Before reaching a decision to sunset, it’s helpful to identify signs that a certification program is declining. A certification may be doomed to fail from the start if board and staff do not have adequate facts and data to make an informed decision regarding the creation of the credential, or if they choose to move forward despite information suggesting they should do otherwise. The outcome is typically a low-demand certification that is not aligned with market needs.
Even when discontinuing a certification is the logical solution, resolving to do so is not easy.
On the other hand, when a formerly successful certification program plateaus or declines, the shift often can be attributed to one or more of the following circumstances:
- The most interested segments of the market have already been captured.
- Demographic changes have occurred in the market.
- The occupation or profession has contracted.
- The nature of the occupation or profession has changed such that the credential has become less valuable or essential.

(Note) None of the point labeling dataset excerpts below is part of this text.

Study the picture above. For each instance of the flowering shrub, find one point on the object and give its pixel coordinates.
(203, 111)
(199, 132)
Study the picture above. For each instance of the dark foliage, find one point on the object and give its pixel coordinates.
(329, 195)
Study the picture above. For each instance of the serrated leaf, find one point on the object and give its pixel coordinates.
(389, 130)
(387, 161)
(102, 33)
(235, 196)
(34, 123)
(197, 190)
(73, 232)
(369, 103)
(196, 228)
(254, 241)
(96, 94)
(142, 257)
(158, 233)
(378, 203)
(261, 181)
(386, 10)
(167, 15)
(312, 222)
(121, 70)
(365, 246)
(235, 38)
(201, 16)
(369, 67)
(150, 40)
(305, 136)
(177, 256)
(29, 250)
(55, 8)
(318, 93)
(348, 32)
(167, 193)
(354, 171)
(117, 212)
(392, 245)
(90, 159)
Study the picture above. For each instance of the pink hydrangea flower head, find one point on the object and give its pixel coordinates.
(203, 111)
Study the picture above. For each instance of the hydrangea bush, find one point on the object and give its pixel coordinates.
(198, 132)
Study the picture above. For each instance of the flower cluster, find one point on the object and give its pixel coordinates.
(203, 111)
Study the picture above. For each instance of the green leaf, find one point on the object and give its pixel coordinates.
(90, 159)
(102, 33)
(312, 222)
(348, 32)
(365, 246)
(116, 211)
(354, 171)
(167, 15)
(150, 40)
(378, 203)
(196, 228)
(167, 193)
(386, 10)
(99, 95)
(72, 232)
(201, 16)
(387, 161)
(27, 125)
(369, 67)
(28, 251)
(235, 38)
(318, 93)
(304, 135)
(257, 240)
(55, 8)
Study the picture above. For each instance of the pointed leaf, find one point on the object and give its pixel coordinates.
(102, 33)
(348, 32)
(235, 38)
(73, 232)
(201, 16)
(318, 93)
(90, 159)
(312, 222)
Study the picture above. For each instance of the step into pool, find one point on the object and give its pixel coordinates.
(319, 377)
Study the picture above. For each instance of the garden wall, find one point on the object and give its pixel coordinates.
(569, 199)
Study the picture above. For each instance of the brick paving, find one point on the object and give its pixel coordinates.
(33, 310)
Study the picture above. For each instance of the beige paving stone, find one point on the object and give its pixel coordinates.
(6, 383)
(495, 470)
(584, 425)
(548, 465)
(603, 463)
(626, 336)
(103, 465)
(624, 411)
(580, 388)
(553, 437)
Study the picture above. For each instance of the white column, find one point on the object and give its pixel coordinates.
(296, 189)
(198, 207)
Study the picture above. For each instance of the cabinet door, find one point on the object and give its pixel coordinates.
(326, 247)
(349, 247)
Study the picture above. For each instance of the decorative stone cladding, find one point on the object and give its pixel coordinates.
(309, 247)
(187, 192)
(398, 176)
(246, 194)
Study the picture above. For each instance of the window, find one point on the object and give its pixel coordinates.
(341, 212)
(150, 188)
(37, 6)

- Competition has increased, and the association has failed to demonstrate a strong value proposition for the credential that differentiates it from competitors.
Three Steps to Sunsetting
When you have a lackluster certification, the question of whether to sunset inevitably arises.
Here are three steps association should follow to sunset a program successfully:
Gather proof. If the root causes of your certification’s poor performance are not clear, gather data and further business insights into the problem. Associations can do this by conducting market research on perceptions of the credential, including its value and relevancy. Or the organization can analyze societal trends, such as consumer, learning, education, demographic, technology, industry, or workforce shifts that may have affected the value of the certification.
Evaluate if there’s room for change. Once you’ve identified the root causes of a certification’s decline, evaluate the degree to which you can exercise some measure of control or change over these factors. Have a conversation with your board about whether the association can make changes. During these discussions, be prepared with data, if available, to challenge statements rooted in personal beliefs or emotions rather than facts.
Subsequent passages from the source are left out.